So, you’ve got your home office set up with your desk, computer, a comfy chair and other business-related necessities. Now what to do about those bare walls?

Many home office experts agree that when you decide to work for yourself from home, one of the perks you get is to be able to decorate the room however you want – no more corporate rules about what is and is not acceptable wall or cubicle ornamentation.

“My overall opinion is that the office should be a reflection of who you are and what you do and the things that you like … the things you are working for to begin with,” said Neal Zimmerman, an architect who heads Neal Zimmerman and Associates AIA, and is the author of “Home Workspace Idea Book” and “At Work at Home.” “That doesn’t mean if your passion is a 30-foot sailboat, you pull it through your living room. But you can have a nice photo.

“There’s no reason why you can’t have nice pieces of art – it can be flat, three-dimensional, it can be a lot of things … that have meaning to you.”

In his own home office Zimmerman - whose Connecticut home office was rated by Business Week readers as the best home office in 2008 – has a couple of oil paintings and photographs adorning his walls – no diplomas or similar documents, however. Other eye-catching scenes include a New York City street scene, as he grew up in the New York metro area, and a view of a sailboat meandering down a Montana river.

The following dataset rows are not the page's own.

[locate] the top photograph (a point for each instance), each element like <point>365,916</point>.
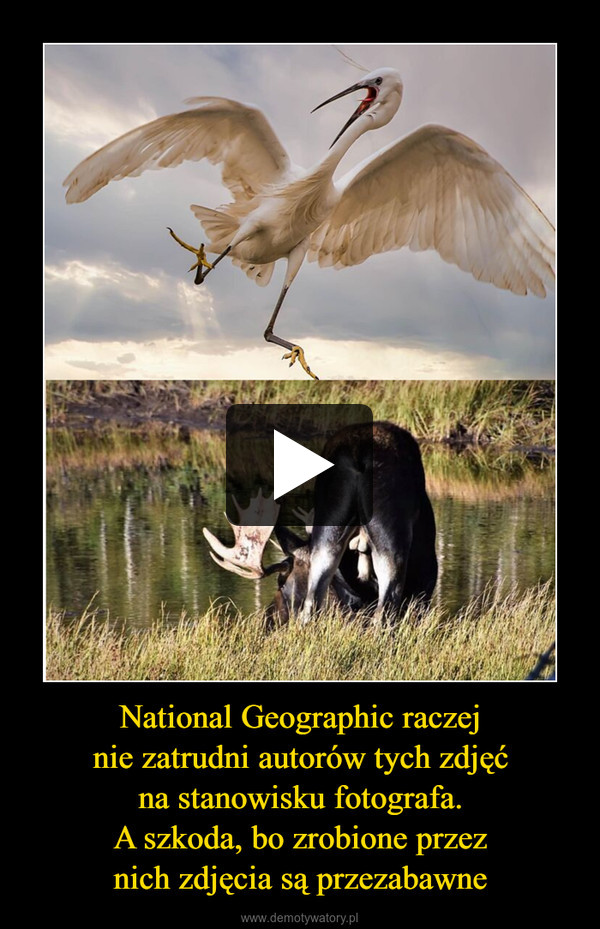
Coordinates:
<point>300,211</point>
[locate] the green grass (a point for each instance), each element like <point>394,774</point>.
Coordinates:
<point>494,637</point>
<point>506,412</point>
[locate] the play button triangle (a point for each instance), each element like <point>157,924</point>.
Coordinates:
<point>294,464</point>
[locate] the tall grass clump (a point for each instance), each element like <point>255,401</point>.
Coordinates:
<point>495,637</point>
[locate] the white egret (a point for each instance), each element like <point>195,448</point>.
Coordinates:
<point>436,188</point>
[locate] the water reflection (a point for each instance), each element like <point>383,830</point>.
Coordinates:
<point>131,538</point>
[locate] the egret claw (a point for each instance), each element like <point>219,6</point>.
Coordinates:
<point>297,354</point>
<point>200,253</point>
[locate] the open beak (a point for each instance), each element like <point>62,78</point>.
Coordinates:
<point>362,107</point>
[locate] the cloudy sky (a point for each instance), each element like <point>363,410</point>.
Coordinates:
<point>119,301</point>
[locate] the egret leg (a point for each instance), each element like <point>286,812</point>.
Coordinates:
<point>295,352</point>
<point>200,254</point>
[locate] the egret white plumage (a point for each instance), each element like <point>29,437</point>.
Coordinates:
<point>434,189</point>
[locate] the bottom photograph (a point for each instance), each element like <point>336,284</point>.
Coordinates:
<point>405,533</point>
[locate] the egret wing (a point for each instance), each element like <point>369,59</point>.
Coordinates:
<point>235,135</point>
<point>438,189</point>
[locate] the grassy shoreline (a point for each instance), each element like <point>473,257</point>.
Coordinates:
<point>493,638</point>
<point>509,413</point>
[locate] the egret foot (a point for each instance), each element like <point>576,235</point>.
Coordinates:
<point>200,254</point>
<point>297,354</point>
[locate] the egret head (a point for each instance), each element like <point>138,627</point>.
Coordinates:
<point>384,95</point>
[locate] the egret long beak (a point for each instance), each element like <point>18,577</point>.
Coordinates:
<point>362,107</point>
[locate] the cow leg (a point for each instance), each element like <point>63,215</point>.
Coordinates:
<point>389,567</point>
<point>327,546</point>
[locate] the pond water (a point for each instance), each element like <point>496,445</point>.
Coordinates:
<point>129,539</point>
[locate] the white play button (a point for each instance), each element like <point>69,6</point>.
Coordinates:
<point>293,464</point>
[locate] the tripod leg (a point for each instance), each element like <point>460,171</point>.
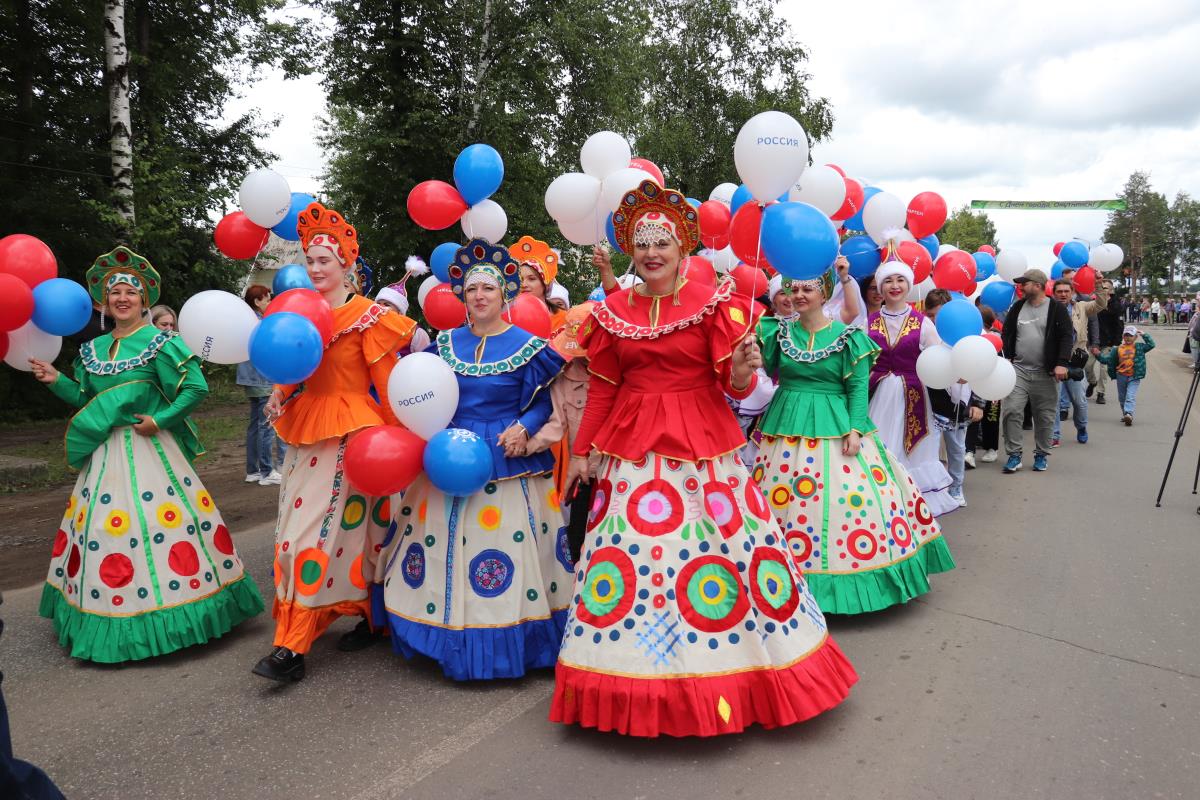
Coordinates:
<point>1179,434</point>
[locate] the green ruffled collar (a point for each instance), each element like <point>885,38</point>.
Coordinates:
<point>99,367</point>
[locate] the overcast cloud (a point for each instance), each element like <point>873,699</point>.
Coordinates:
<point>1011,100</point>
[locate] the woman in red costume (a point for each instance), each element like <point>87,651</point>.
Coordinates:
<point>329,535</point>
<point>689,615</point>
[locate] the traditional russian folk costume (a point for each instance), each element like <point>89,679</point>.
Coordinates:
<point>481,583</point>
<point>329,535</point>
<point>689,615</point>
<point>142,563</point>
<point>900,404</point>
<point>857,527</point>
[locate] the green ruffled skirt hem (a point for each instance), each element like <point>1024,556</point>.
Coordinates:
<point>859,593</point>
<point>113,639</point>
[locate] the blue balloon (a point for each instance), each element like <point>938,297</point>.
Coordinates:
<point>478,172</point>
<point>61,307</point>
<point>957,319</point>
<point>442,259</point>
<point>999,296</point>
<point>741,197</point>
<point>798,240</point>
<point>930,244</point>
<point>459,462</point>
<point>863,254</point>
<point>856,222</point>
<point>291,276</point>
<point>1073,254</point>
<point>985,266</point>
<point>286,348</point>
<point>287,227</point>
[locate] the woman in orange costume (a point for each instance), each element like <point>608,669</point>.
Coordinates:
<point>539,268</point>
<point>328,537</point>
<point>690,618</point>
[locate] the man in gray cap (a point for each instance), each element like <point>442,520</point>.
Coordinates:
<point>1037,336</point>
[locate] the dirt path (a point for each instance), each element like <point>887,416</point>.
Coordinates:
<point>29,519</point>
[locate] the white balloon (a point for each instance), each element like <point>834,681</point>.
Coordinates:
<point>31,342</point>
<point>264,197</point>
<point>723,193</point>
<point>216,325</point>
<point>573,197</point>
<point>618,184</point>
<point>771,154</point>
<point>973,358</point>
<point>426,287</point>
<point>883,216</point>
<point>1011,264</point>
<point>586,232</point>
<point>424,394</point>
<point>486,218</point>
<point>935,367</point>
<point>821,186</point>
<point>604,154</point>
<point>999,384</point>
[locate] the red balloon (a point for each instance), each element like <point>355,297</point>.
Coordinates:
<point>927,214</point>
<point>648,166</point>
<point>28,258</point>
<point>1085,280</point>
<point>435,205</point>
<point>443,310</point>
<point>699,269</point>
<point>853,202</point>
<point>749,281</point>
<point>744,234</point>
<point>714,222</point>
<point>954,271</point>
<point>917,258</point>
<point>310,305</point>
<point>16,302</point>
<point>529,314</point>
<point>237,236</point>
<point>383,459</point>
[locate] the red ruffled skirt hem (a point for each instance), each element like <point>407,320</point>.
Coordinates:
<point>703,705</point>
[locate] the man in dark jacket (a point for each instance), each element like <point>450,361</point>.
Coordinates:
<point>1037,336</point>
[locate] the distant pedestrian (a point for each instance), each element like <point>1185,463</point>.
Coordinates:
<point>1127,366</point>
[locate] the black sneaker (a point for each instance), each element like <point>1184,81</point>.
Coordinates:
<point>360,638</point>
<point>282,666</point>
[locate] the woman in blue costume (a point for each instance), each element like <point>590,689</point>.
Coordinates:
<point>481,583</point>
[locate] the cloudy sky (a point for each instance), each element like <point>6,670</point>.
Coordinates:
<point>1015,100</point>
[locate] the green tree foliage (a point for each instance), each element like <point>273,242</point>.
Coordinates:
<point>412,84</point>
<point>969,229</point>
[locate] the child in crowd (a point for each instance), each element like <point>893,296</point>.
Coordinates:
<point>954,409</point>
<point>1127,366</point>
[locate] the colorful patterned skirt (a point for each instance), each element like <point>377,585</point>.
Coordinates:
<point>327,545</point>
<point>858,528</point>
<point>690,619</point>
<point>142,563</point>
<point>481,583</point>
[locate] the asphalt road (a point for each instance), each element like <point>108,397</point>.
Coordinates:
<point>1060,660</point>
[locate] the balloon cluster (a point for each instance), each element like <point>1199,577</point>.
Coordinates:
<point>582,203</point>
<point>37,308</point>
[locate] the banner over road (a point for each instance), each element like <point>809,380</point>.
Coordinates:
<point>1050,205</point>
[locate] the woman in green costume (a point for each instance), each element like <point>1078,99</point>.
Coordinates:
<point>142,563</point>
<point>853,519</point>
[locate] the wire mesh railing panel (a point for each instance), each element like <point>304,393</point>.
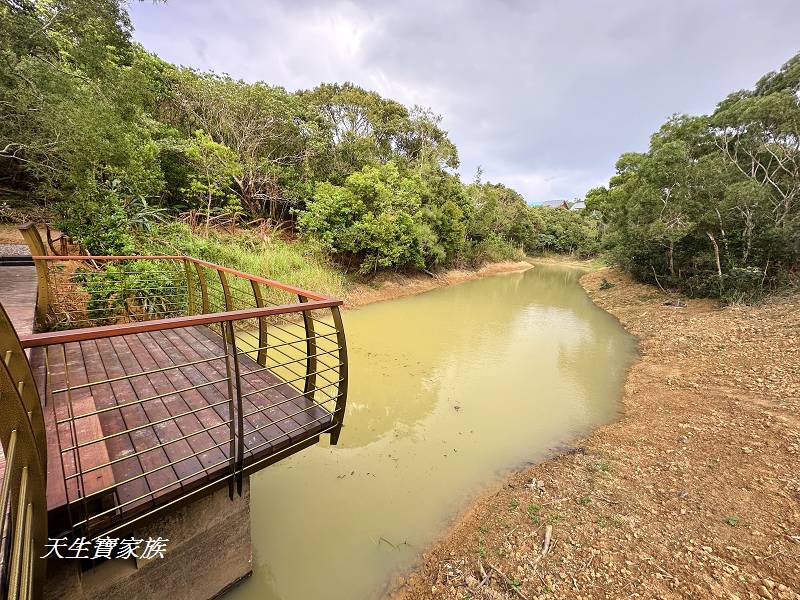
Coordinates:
<point>90,292</point>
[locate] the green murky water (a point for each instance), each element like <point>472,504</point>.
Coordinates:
<point>448,390</point>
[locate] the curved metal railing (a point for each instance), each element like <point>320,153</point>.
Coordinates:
<point>23,503</point>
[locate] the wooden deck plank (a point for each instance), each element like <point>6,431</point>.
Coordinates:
<point>18,296</point>
<point>160,466</point>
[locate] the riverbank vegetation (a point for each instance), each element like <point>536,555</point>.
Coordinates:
<point>713,207</point>
<point>122,147</point>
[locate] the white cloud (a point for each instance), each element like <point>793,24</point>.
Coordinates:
<point>544,95</point>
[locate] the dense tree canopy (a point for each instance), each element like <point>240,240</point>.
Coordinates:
<point>712,206</point>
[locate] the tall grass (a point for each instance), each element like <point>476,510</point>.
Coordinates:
<point>299,263</point>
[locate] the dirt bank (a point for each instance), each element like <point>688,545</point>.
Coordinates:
<point>693,493</point>
<point>388,286</point>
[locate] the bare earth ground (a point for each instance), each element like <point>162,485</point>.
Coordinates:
<point>9,234</point>
<point>387,286</point>
<point>693,493</point>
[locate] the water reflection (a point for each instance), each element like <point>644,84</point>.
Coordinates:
<point>448,389</point>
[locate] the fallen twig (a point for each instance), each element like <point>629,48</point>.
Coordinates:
<point>508,582</point>
<point>548,532</point>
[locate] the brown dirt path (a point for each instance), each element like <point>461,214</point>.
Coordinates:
<point>693,493</point>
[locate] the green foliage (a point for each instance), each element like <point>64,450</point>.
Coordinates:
<point>210,184</point>
<point>141,286</point>
<point>712,207</point>
<point>300,263</point>
<point>378,216</point>
<point>96,216</point>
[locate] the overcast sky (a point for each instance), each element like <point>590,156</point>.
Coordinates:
<point>543,94</point>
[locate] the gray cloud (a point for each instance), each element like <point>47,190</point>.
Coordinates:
<point>544,95</point>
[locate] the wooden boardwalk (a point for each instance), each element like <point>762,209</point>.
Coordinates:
<point>18,296</point>
<point>156,421</point>
<point>145,412</point>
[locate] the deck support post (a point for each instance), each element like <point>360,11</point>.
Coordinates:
<point>341,390</point>
<point>36,246</point>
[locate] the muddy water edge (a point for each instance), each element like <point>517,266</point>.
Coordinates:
<point>449,390</point>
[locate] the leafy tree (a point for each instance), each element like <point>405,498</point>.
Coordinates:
<point>216,168</point>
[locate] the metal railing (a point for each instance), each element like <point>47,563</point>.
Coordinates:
<point>164,376</point>
<point>23,470</point>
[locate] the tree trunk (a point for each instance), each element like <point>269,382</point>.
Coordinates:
<point>716,253</point>
<point>670,258</point>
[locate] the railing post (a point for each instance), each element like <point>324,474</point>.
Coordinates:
<point>232,446</point>
<point>37,248</point>
<point>341,391</point>
<point>201,278</point>
<point>311,353</point>
<point>189,287</point>
<point>262,325</point>
<point>226,290</point>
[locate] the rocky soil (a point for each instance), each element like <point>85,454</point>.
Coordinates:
<point>693,493</point>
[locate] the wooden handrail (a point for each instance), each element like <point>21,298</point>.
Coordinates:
<point>270,282</point>
<point>106,331</point>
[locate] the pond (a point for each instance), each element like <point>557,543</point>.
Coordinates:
<point>448,391</point>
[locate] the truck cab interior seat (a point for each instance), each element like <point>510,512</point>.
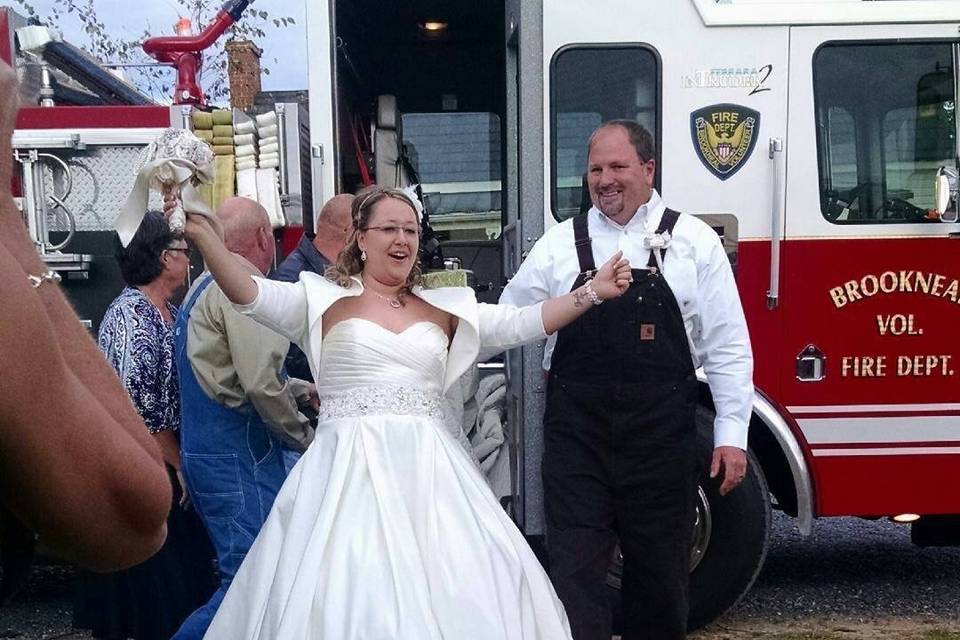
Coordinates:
<point>387,141</point>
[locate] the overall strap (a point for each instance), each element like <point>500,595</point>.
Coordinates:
<point>667,222</point>
<point>584,247</point>
<point>208,278</point>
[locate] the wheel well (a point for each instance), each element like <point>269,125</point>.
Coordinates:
<point>773,461</point>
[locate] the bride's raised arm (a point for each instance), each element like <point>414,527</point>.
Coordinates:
<point>281,306</point>
<point>611,281</point>
<point>233,278</point>
<point>505,326</point>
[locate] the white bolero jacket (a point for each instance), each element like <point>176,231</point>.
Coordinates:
<point>295,310</point>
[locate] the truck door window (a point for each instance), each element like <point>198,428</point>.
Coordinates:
<point>590,85</point>
<point>457,158</point>
<point>885,122</point>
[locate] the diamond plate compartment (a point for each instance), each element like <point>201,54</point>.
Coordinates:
<point>102,179</point>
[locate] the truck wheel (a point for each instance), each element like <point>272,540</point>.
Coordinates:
<point>729,542</point>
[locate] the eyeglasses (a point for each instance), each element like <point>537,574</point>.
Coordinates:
<point>391,229</point>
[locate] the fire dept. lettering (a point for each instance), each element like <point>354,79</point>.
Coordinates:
<point>923,366</point>
<point>920,366</point>
<point>931,284</point>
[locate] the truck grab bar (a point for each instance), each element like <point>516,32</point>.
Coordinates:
<point>776,222</point>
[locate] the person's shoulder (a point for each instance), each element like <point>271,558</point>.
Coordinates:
<point>129,303</point>
<point>451,295</point>
<point>289,270</point>
<point>692,227</point>
<point>457,301</point>
<point>561,231</point>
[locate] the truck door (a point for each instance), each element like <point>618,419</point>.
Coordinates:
<point>869,288</point>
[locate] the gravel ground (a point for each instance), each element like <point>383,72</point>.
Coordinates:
<point>851,580</point>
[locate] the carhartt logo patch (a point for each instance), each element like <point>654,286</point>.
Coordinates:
<point>724,136</point>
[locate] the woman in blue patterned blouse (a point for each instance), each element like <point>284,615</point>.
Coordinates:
<point>150,600</point>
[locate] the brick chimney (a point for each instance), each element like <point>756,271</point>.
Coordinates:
<point>243,70</point>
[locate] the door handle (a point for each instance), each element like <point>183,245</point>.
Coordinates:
<point>811,364</point>
<point>776,222</point>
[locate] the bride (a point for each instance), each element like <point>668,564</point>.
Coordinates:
<point>385,529</point>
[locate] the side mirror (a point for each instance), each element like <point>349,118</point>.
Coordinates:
<point>945,194</point>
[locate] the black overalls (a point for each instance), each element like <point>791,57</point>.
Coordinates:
<point>619,456</point>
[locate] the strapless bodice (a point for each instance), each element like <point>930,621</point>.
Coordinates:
<point>360,353</point>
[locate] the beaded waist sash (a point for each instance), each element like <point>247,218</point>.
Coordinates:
<point>387,399</point>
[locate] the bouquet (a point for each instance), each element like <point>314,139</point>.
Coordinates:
<point>175,163</point>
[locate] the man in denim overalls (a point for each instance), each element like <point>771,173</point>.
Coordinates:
<point>238,406</point>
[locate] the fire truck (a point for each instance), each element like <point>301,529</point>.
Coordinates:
<point>818,138</point>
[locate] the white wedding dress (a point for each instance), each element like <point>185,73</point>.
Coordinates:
<point>385,529</point>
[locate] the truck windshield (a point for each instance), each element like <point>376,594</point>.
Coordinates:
<point>885,123</point>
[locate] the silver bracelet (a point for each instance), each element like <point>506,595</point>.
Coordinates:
<point>588,289</point>
<point>46,276</point>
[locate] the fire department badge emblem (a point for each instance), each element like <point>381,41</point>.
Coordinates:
<point>724,136</point>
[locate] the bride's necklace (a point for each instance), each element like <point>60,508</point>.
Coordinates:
<point>394,302</point>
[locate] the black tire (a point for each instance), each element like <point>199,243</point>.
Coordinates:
<point>739,532</point>
<point>727,560</point>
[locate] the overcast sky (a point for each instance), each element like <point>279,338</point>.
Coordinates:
<point>128,18</point>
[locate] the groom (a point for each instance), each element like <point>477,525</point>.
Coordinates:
<point>238,406</point>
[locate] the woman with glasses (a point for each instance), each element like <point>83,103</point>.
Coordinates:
<point>151,600</point>
<point>386,528</point>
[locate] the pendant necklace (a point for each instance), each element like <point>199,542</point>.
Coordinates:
<point>393,302</point>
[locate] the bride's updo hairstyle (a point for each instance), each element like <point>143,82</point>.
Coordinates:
<point>349,262</point>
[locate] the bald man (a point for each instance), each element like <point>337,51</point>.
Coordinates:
<point>334,225</point>
<point>239,410</point>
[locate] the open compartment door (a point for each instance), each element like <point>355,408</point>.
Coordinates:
<point>321,71</point>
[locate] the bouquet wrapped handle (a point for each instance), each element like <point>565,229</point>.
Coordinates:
<point>177,217</point>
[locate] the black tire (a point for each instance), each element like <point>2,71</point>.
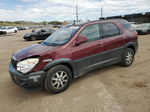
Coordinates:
<point>33,38</point>
<point>127,57</point>
<point>52,85</point>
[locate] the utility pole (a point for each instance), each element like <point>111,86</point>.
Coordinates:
<point>102,12</point>
<point>77,20</point>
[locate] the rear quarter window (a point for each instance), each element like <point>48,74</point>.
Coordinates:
<point>109,30</point>
<point>127,25</point>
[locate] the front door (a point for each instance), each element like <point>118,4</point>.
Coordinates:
<point>87,54</point>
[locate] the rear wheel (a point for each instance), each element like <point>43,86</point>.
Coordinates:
<point>58,79</point>
<point>127,57</point>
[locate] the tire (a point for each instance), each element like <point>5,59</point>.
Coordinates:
<point>33,38</point>
<point>127,57</point>
<point>5,33</point>
<point>58,79</point>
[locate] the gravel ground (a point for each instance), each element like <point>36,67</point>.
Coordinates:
<point>110,89</point>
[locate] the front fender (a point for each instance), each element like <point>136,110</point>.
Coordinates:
<point>57,62</point>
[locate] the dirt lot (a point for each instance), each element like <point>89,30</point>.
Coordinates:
<point>111,89</point>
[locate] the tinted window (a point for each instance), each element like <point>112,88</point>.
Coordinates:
<point>126,24</point>
<point>91,32</point>
<point>109,29</point>
<point>61,36</point>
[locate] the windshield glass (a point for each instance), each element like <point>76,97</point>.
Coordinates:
<point>61,36</point>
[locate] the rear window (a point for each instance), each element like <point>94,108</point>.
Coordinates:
<point>127,25</point>
<point>109,30</point>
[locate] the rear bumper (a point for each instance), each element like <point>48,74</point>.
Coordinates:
<point>30,80</point>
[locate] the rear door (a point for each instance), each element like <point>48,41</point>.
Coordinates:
<point>113,41</point>
<point>88,54</point>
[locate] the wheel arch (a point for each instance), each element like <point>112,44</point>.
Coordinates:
<point>65,61</point>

The latter picture, Zimmerman added, is “a very placid scene and it gives me pleasure to look at it.”

Such views can come in handy in times of high work stress. Many experts recommend neutral colors or calming tones; however, professionals whose expertise resides in areas such as graphic design or other creative arts may find that bolder is better for their work space. If you often meet with clients in your office, more business-generic than crazy nouveau may be a better fit.

“Treat it like a corporate office, but with a bit of flair and personalization - because that's what home office is all about, personalization.,” explained Marilyn Zelinksy-Syarto, a work-at-home writer, editor, and author, who specializes in office and workplace design and issues. “Clients will feel much more comfortable with artwork that is business-like, as if they were in a professional corporate office. It's just human nature to feel more taken care of professional environment. Working in a home office with business-like artwork (with flair) will make you feel more professional as well.”

And what about pictures drawn by your kids or their finger paintings? Those can be appropriate to a certain degree , as long as they don’t distract your clients … or you. Zelinksy-Syarto took her kids’ artwork off an entire wall of her office this month after she found her mind wandering every time she looked at. Into the scrapbooks they go.

“I feel much less distracted with all that stuff down,” she said. “It's also looking less cluttered in my office.”